There are many terms and numbers in the world of lending. It can be both confusing and discouraging for newcomers to lending, who may not even know where to begin. It can be hard enough to admit that you need a loan – that you can’t afford what you need, even with your own income and credit – let alone having to decipher a language that seems completely foreign.
Despite this, trying to figure out the best way to get a loan doesn’t have to be complicated. While the terms may be confusing at first, as you progress, you’ll find that you understand more and more, and the shadow of mystery that can shroud the world of finances will slowly disappear.
One critical term you need to understand, that perhaps you’ve heard while you’ve explored your options for getting a loan, or just educating yourself about finances, is collateral. You may not know it yet, but collateral is a term that you absolutely need to understand, not only because of the possibilities it can open to you, but also the risks it carries.
What is Collateral?
In simple terms, collateral is something you own, that you commit as part of your loan agreement, that the lender can seize in the event that you fail to repay your loan. Collateral is an inherent factor in secured loans, and can help you in numerous ways, while presenting some potential risks that you’ll need to be aware of.
What Are Some Examples of Collateral?
As I mentioned above, collateral constitutes any kind of asset(s) that can match the value of your loan, and can vary widely, based on what the lender is willing to accept. In some cases, the end item the loan is being used to purchase will serve as the collateral, which is the case in mortgages: if you default on the loan, the lender will take your house. Other examples of collateral can include:
- A Car
- Stock Investments
- Profits (for business startups)
What the lender is willing to accept as collateral, and how much, will be determined by the amount you’re trying to borrow, and what the loan will be used for.
For example: if you’re trying to borrow $100,000 to renovate your house, the lender will probably not be willing to accept your jewelry as collateral, as it would most likely require many different pieces to total up to 100K. By contrast, if you promised your car, valued at $60,000 as collateral, the lender would be much more willing to work with you.
How Can Collateral Help Me?
Collateral can be useful when you’re shopping for loans, because it gives you some additional negotiating power with lenders.
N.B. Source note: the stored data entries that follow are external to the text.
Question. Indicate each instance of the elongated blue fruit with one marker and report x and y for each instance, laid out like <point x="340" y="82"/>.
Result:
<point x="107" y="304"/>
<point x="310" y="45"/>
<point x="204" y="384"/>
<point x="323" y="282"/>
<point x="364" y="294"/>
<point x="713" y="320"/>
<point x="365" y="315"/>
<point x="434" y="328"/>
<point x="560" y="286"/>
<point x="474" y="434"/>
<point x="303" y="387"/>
You may have an excellent credit score, but if you only make around $30,000 a year, and you’re trying to borrow $300,000 to start your own business, many lenders would be hesitant to work with you. That’s a lot of money, and if you’re only making $30,000, the threat of you defaulting is high, and it’s going to take a long time to pay it back in full.
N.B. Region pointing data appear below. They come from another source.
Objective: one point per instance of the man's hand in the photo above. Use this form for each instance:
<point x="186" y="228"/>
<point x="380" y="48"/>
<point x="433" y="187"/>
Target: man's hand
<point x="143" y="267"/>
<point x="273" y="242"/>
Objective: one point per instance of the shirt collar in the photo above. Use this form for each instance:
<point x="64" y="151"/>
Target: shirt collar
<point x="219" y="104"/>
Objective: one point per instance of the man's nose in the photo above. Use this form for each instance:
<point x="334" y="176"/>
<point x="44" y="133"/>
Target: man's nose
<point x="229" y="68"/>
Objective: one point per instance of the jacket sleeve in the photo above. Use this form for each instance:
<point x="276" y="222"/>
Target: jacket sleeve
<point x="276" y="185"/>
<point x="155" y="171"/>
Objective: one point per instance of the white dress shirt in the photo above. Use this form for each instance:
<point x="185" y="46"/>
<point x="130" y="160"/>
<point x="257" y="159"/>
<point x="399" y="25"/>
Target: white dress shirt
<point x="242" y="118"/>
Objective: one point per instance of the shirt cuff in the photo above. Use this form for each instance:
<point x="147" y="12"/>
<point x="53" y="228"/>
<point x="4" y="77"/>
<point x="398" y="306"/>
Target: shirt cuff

However, if you were to include your home, valued at $300,000, as collateral, a lender may be much more willing to work with you because, regardless of whether or not you default, the lender is all but guaranteed to get their investment back. This example assumes that your credit score is high to begin with, but collateral can be every bit as effective if your credit is low. Indeed, it can be even more useful.
When it comes to loans, a poor or fair credit score will usually yield a lower amount you can borrow, and substantially higher interest rates. If your credit score is low, even because of events that weren’t completely your fault, a lender will regard you as less trustworthy based on your score. This creates more risk for them, with any kind of loan they might extend to you.
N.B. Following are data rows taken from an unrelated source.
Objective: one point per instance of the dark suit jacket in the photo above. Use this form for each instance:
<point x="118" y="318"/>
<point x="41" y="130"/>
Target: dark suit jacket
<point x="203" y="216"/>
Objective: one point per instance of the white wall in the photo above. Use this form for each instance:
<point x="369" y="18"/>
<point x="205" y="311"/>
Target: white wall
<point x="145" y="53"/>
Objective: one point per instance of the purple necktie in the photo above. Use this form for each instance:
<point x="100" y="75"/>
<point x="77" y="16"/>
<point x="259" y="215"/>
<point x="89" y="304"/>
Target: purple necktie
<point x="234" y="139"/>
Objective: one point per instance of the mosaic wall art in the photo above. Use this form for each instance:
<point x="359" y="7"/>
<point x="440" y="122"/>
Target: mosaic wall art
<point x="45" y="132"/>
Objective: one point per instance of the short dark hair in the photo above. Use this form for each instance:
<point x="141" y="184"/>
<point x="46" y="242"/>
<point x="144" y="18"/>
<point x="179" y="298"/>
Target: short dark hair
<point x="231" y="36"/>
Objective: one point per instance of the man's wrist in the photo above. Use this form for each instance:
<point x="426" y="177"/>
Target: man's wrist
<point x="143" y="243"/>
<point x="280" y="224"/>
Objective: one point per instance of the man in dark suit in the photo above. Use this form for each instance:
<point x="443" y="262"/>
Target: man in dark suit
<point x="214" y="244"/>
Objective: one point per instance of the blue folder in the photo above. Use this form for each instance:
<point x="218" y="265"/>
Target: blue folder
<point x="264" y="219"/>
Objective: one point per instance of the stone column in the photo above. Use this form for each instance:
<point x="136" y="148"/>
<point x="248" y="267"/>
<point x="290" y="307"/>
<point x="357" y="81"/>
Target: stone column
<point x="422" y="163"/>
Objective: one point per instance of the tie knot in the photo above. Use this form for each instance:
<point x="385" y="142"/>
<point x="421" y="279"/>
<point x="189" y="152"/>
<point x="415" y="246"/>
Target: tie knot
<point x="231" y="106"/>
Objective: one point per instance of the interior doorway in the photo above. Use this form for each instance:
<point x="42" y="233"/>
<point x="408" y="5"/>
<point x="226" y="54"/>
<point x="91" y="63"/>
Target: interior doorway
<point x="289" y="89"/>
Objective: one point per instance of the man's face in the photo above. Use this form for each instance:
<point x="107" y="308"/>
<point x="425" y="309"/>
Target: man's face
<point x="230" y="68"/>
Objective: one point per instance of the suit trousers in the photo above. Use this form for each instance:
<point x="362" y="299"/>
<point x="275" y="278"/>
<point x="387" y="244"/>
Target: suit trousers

Collateral can help you offset the negative association that a poor credit score will create. Because collateral has an assessed value, it’s concrete – the lender knows that they will get back at least the amount that the collateral is worth. In turn, collateral can allow you to enjoy a higher limit on your loan, as well as a reduced interest rate.
What are the Risks with Collateral?
By its inherent nature, a secured loan is going to place more risk on the borrower, because you stand to lose much more than the lender, if you default on the loan. The first, and most obvious risk, is that you’ll lose whatever asset or assets you’ve pledged as collateral.
Losing your collateral is bad enough, in and of itself, but it can also create some ripple effects that will make your circumstances even more dire. If you’ve pledged your car or home, you’ll lose these assets, and you’ll have to find someway to replace them. With a default loan on your credit history, you’re going to have a much harder time finding a lender who’s willing to work with you to take out a mortgage or car loan.
In addition to a negative item on your record, your credit score is going to take a severe hit, if you default on a loan. Because your financial history, or how many times in your life you’ve been late on a payment, missed a payment, or defaulted on a loan, carries 35% of your total credit score, this will be extremely difficult to recover from. Not only that, but your lowered credit score will create even stricter loan limits, and higher interest rates, in the future, and you now have one less thing you can use as collateral to offset your poor credit score.
Should I Use Collateral?
That depends entirely on you. We’ve discussed that collateral can be very useful, but it also carries great risk. Most of the time, a secured loan creates an excessive amount of risk, that I would only recommend in extreme circumstances. If you’re in danger of losing your home, and you’re willing to sacrifice your car as collateral, in order to keep a roof over your head, I completely understand that. But in most cases, using an unsecured loan is a much safer option.